Heading back to harbour, Troy diverts for some dragon-hunting. Scone warmed snorkellers are back in the water, following the whimsical flutter of weedy sea dragons through kelp forests. It’s not unusual to spy the tail of a male sea dragon curling protectively around its egg.
“The seagrass provides the perfect feeding and breeding sanctuary for the colony. They forage and drift along so gracefully, showing us how diverse and entertaining our marine life really is.”
Troy and his team dive and dart on the boat and in the water as effortlessly as their adored marine life, ensuring guests are just as enamoured. Their inclusive nature ensures passengers of all abilities are accommodated.

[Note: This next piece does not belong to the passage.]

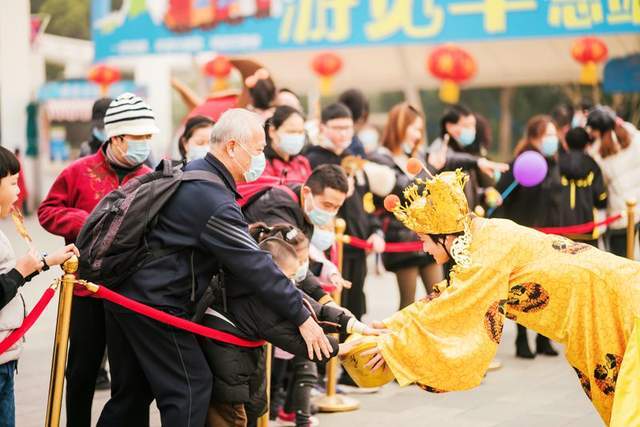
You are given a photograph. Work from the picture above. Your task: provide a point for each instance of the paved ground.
(543, 392)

It’s very much a family business. Troy’s partner Justine McNamara, a respected artist, works in the booking office, daughter Matilda-Pearl, emerging singer-songwriter, works a summer job as deckhand, and youngest daughter Bonnie is a swimming ‘super fish’. Brother Ben is eco-guide and dive master and mother Judy Muir contributes to their Advanced Ecotourism accreditation. The memory of patriarch, Tony Muir is treasured by them all.
While there’s no denying the underwater locals are the main attraction of Port Phillip Bay, the crew of Polperro and Captain Troy are something special too.